The newly-elected executive of the Guyana Gold and Diamond Miners Association (GGMDA) has forecast a “tough” year ahead as it looks to sustain earnings while contending with attempts to enforce stricter regulation over the industry.
At the body’s Annual General Meeting yesterday, held at the association’s headquarters on North Road, GGDMA Executive Director Edward Shields told the membership that the association continues to work towards achieving its annual production target even as several “obstacles” lie ahead.
Shields, who will go into retirement from the association which he has served for 27 years at July month end, stated that several issues which have been affecting the mining sector remain unsolved. He said the issues revolve around the regulators of the sector and moves by the authorities to impose regulations on the industry.
An issue which the industry has been facing since November 2009 was the continued shelving of the lottery of mining concessions. Shields said that since then “millions of acres of land” have been vacant, while noting that the Guyana Geology and Mines Commission (GGMC) has been ‘foot-dragging’ on the announcement of a lottery date. The areas are managed by the GGMC and Shields said that the body, which he termed a “rubber stamp,” is losing its footing as the mining regulator.
He said that the GGMC appears not to have the staff to manage the sector, while noting that several areas around the mining districts, mainly in the Potaro and Cuyuni districts as well as the Rupununi, remain closed.
Shields noted too that concessionaires who mine on Amerindian titled-lands continued to experience problems with the local authorities there—an issue which he noted that GGMC appeared to have taken control of. He said that the Amerindian Act does not allow the GGMC to make representations on behalf of the Village Councils, which are the duly recognised authorities. He noted that in the courts the association has been victorious on all matters relating to mining on the titled lands.
Shields told that membership that the industry is experiencing its most “critical time,” adding that “no one” appears to recognise the industry as the sector which contributes significantly to the economy. He noted that in 2010, the sector raked in some US$198M for the national coffers, while the timber industry earned a mere US$51M.
He said that the authorities have been looking to “cap” the industry, and that the GGMC appeared to be the body which has been containing its growth.
Patrick Perreira, a vocal critic of moves by the authorities to amend the mining regulations to fulfil the requirements of the government’s Low Carbon Development Strategy, noted that the sector will lose in production and labour if the forest deal signed with Norway forges ahead as planned.
While addressing the meeting, he said that he has made several analyses and based on his findings the country will lose precious time in developing its natural resources as the regulations put in place by the authorities to satisfy the Norwegians take effect.

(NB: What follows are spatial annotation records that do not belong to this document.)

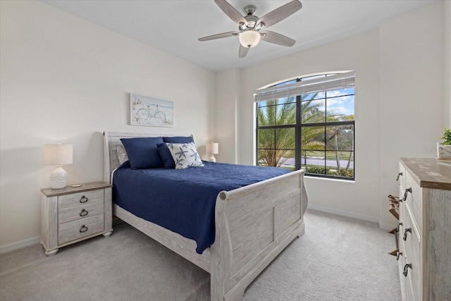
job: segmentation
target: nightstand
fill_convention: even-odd
[[[41,244],[45,254],[113,232],[111,185],[104,182],[41,190]]]

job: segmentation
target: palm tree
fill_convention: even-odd
[[[296,103],[294,97],[266,102],[264,108],[257,108],[259,126],[295,124]],[[280,167],[291,156],[295,149],[293,128],[283,128],[259,131],[259,159],[262,165]]]
[[[259,126],[296,123],[296,103],[294,97],[268,100],[266,101],[266,106],[257,108]],[[324,118],[324,113],[319,109],[319,106],[320,104],[313,104],[312,102],[301,102],[304,122],[318,122]],[[288,127],[259,130],[258,162],[267,166],[280,167],[292,157],[292,150],[295,148],[294,128]],[[323,135],[323,128],[304,128],[301,135],[302,148],[310,151],[324,150],[324,142],[315,139],[319,135]]]

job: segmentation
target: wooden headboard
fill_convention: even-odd
[[[175,137],[191,136],[190,134],[166,135],[149,134],[147,133],[111,133],[104,132],[104,181],[111,183],[111,173],[119,167],[118,157],[118,145],[121,144],[121,138],[133,138],[138,137]],[[194,137],[192,138],[194,141]]]

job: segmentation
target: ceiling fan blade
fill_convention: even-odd
[[[238,35],[239,33],[240,32],[235,32],[235,31],[230,31],[228,32],[218,33],[217,35],[209,35],[208,37],[199,37],[197,39],[200,42],[209,41],[210,39],[221,39],[223,37],[233,37],[234,35]]]
[[[261,39],[263,39],[264,41],[268,42],[273,44],[277,44],[278,45],[291,47],[295,44],[295,43],[296,43],[296,41],[295,41],[294,39],[283,35],[280,35],[280,33],[274,32],[272,31],[261,31],[260,35],[261,36]]]
[[[228,18],[232,19],[237,24],[243,23],[245,25],[247,25],[247,21],[246,20],[246,19],[245,19],[245,17],[243,17],[241,13],[238,12],[238,11],[237,11],[226,0],[214,0],[214,3],[216,3],[216,5],[219,6],[219,8],[222,9],[227,16],[228,16]]]
[[[247,52],[249,52],[249,49],[250,49],[250,48],[245,47],[240,44],[240,51],[238,51],[238,57],[244,58],[245,56],[246,56],[246,55],[247,54]]]
[[[257,26],[260,23],[264,23],[265,28],[272,26],[276,23],[280,22],[282,20],[292,15],[302,8],[302,4],[299,0],[293,0],[278,8],[270,11],[263,17],[260,18]]]

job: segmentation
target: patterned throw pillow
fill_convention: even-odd
[[[119,143],[118,145],[118,148],[116,149],[116,153],[118,154],[119,163],[121,163],[121,164],[124,163],[125,161],[128,161],[128,156],[127,156],[127,152],[125,152],[125,148],[124,147],[122,143]]]
[[[204,166],[194,142],[166,143],[166,145],[175,163],[175,169]]]

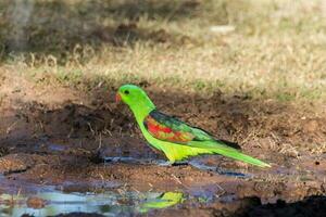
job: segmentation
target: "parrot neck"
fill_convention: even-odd
[[[143,119],[155,108],[155,105],[150,99],[148,99],[148,101],[145,103],[138,104],[137,106],[130,106],[130,110],[133,111],[139,125],[142,125]]]

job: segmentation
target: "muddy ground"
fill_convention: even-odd
[[[172,191],[210,200],[185,200],[147,215],[325,215],[326,110],[322,103],[298,105],[218,91],[202,97],[147,84],[161,111],[238,142],[243,152],[273,165],[261,169],[203,156],[193,161],[209,169],[162,166],[164,156],[147,145],[128,108],[114,102],[114,88],[80,92],[9,73],[0,79],[2,193],[14,194],[17,186],[28,184],[68,192]],[[20,193],[29,190],[20,188]],[[101,216],[85,214],[90,215]]]

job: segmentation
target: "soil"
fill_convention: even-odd
[[[14,192],[14,183],[54,186],[70,192],[180,191],[212,200],[185,201],[150,215],[325,215],[325,104],[299,106],[237,93],[202,95],[155,84],[147,84],[146,90],[161,111],[239,143],[244,153],[273,167],[261,169],[212,155],[193,159],[209,169],[162,166],[159,162],[165,161],[164,155],[147,145],[131,113],[114,102],[114,88],[80,92],[3,73],[0,192]],[[23,188],[21,193],[29,190]],[[32,206],[46,206],[37,197],[29,202]]]

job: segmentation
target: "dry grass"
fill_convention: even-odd
[[[326,99],[323,0],[20,2],[0,3],[2,69],[38,81]]]

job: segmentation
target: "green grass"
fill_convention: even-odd
[[[45,1],[0,3],[0,56],[39,84],[150,82],[250,98],[326,100],[322,1]],[[101,2],[101,3],[100,3]],[[26,5],[25,8],[26,9]],[[216,34],[212,26],[231,25]]]

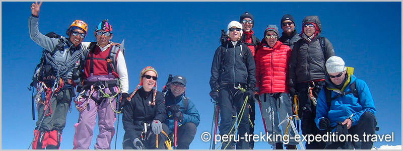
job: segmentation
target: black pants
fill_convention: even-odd
[[[255,116],[256,116],[256,110],[255,110],[255,102],[254,98],[249,98],[249,106],[250,107],[249,110],[249,119],[250,120],[252,125],[249,128],[249,134],[251,134],[252,136],[249,137],[249,146],[250,148],[253,148],[254,146],[255,142],[253,141],[253,135],[255,131]]]
[[[187,123],[178,127],[177,133],[178,136],[176,138],[178,141],[176,144],[178,146],[176,147],[176,149],[189,149],[189,145],[194,138],[196,130],[196,125],[193,123]],[[174,140],[171,140],[171,141],[173,144]]]
[[[162,130],[163,130],[166,133],[168,133],[169,131],[169,129],[168,128],[168,126],[164,123],[162,123]],[[155,134],[154,133],[152,132],[152,130],[151,130],[151,127],[149,127],[148,130],[147,131],[147,133],[146,134],[146,136],[148,137],[146,139],[146,143],[147,144],[145,144],[147,149],[165,149],[166,148],[165,146],[165,144],[164,143],[165,140],[166,140],[168,138],[167,136],[165,136],[165,134],[162,133],[162,132],[158,134],[158,147],[157,148],[156,146],[157,144],[157,135]],[[139,138],[140,140],[141,140],[141,136],[140,135],[142,133],[142,131],[137,131],[136,134],[139,134],[139,135],[137,136],[137,138]],[[150,133],[151,133],[151,134]],[[136,138],[136,137],[133,137],[132,138]],[[125,138],[123,137],[123,139]],[[136,149],[136,148],[135,147],[135,145],[133,144],[133,141],[134,141],[134,138],[132,139],[128,139],[126,138],[123,141],[123,149]]]
[[[376,119],[372,113],[367,112],[364,113],[358,120],[358,124],[352,126],[348,129],[349,134],[354,136],[357,135],[359,140],[357,142],[327,142],[326,143],[326,149],[371,149],[374,143],[371,141],[371,138],[365,138],[364,141],[363,134],[375,134],[375,128],[378,123]],[[368,139],[369,138],[369,139]]]
[[[233,87],[224,87],[220,89],[219,92],[219,105],[220,109],[220,135],[222,137],[224,135],[228,135],[230,132],[232,125],[235,123],[237,113],[240,113],[241,108],[245,101],[246,95],[242,93],[240,90],[235,89]],[[245,134],[249,133],[249,124],[248,115],[249,115],[249,106],[246,103],[246,107],[243,111],[243,115],[241,119],[239,126],[238,127],[237,134],[240,137],[245,137]],[[235,116],[234,116],[235,115]],[[236,125],[235,126],[236,126]],[[231,132],[231,134],[234,134],[235,128],[234,127]],[[249,142],[247,142],[246,139],[239,139],[239,141],[236,143],[237,149],[247,149],[249,148]],[[231,139],[232,141],[226,149],[235,149],[235,141],[234,139]],[[236,139],[238,140],[237,139]],[[224,149],[227,145],[228,141],[223,141],[221,149]]]
[[[312,93],[315,98],[317,98],[319,92],[324,85],[324,81],[314,82],[315,86],[311,85],[313,88]],[[301,119],[301,130],[303,135],[323,135],[326,134],[324,130],[320,130],[316,127],[315,123],[315,117],[316,115],[316,106],[313,104],[309,97],[309,92],[308,89],[309,87],[308,83],[301,83],[297,85],[297,91],[298,93],[298,114]],[[326,143],[325,142],[314,140],[309,144],[308,142],[305,143],[307,149],[322,149],[324,148]]]

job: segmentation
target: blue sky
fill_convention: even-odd
[[[2,2],[2,149],[26,149],[33,138],[31,92],[27,87],[42,48],[29,38],[28,19],[32,2]],[[299,33],[306,16],[317,15],[322,35],[333,44],[335,54],[354,74],[366,82],[376,108],[377,134],[393,132],[394,141],[374,145],[401,144],[401,2],[44,2],[39,31],[63,36],[73,21],[82,20],[89,33],[103,19],[113,27],[114,42],[125,40],[129,92],[139,84],[140,70],[152,66],[158,72],[161,91],[169,73],[187,80],[186,96],[195,104],[201,122],[191,149],[208,149],[200,136],[210,131],[213,105],[209,81],[213,57],[219,45],[221,29],[239,21],[248,11],[259,39],[267,24],[280,27],[283,15],[294,17]],[[281,29],[279,29],[281,31]],[[92,34],[85,41],[94,41]],[[73,103],[74,105],[74,103]],[[258,110],[255,132],[264,131]],[[35,113],[37,112],[35,111]],[[121,119],[120,116],[120,119]],[[78,111],[73,106],[67,116],[61,149],[73,148],[73,125]],[[117,122],[115,123],[116,124]],[[116,149],[121,149],[124,130],[119,123]],[[97,126],[90,148],[94,148]],[[111,144],[115,145],[115,137]],[[217,145],[218,146],[218,145]],[[270,149],[264,142],[255,149]]]

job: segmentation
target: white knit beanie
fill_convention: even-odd
[[[230,23],[228,24],[228,26],[227,26],[227,34],[228,35],[230,33],[230,30],[229,30],[229,29],[230,29],[231,27],[234,27],[234,26],[236,27],[237,28],[240,28],[241,29],[241,36],[242,36],[242,33],[243,33],[242,30],[242,24],[241,24],[241,23],[239,23],[239,22],[235,21],[232,21],[232,22],[230,22]]]
[[[342,58],[337,56],[332,56],[326,61],[326,68],[327,70],[327,73],[337,73],[345,70],[346,66],[344,65],[344,61]]]

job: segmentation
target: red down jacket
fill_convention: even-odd
[[[270,48],[265,39],[262,39],[254,56],[256,64],[256,87],[259,94],[288,93],[288,65],[291,49],[277,41]]]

Perreira said too that the Guyana Forestry Commission conducted a study recently by hiring a New Zealand-based firm to determine the amount of deforested land in Guyana, and he noted that among its findings, the firm stated that some 10,000 hectares of land was exposed to deforestation as a result of mining. Perreira said that the figures gave the impression that mining was contributing to deforestation here, while adding that it is unclear how the firm carried out its analysis to arrive at the figure.
Meantime, the newly-elected President of the executive membership of the GGDMA, Patrick Harding, plans to continue working with the membership of the GGDMA in order to develop the sector. Soon after being elected yesterday, he said “this year will be a tough year but we hope that by supporting the GGDMA, we can represent the industry and move forward.”
Perreira was elected to serve as Harding’s deputy, while Terrence Adams, Charles Da Silva and Azeem Baksh will serve as Secretary, Organising Secretary and Treasurer, respectively.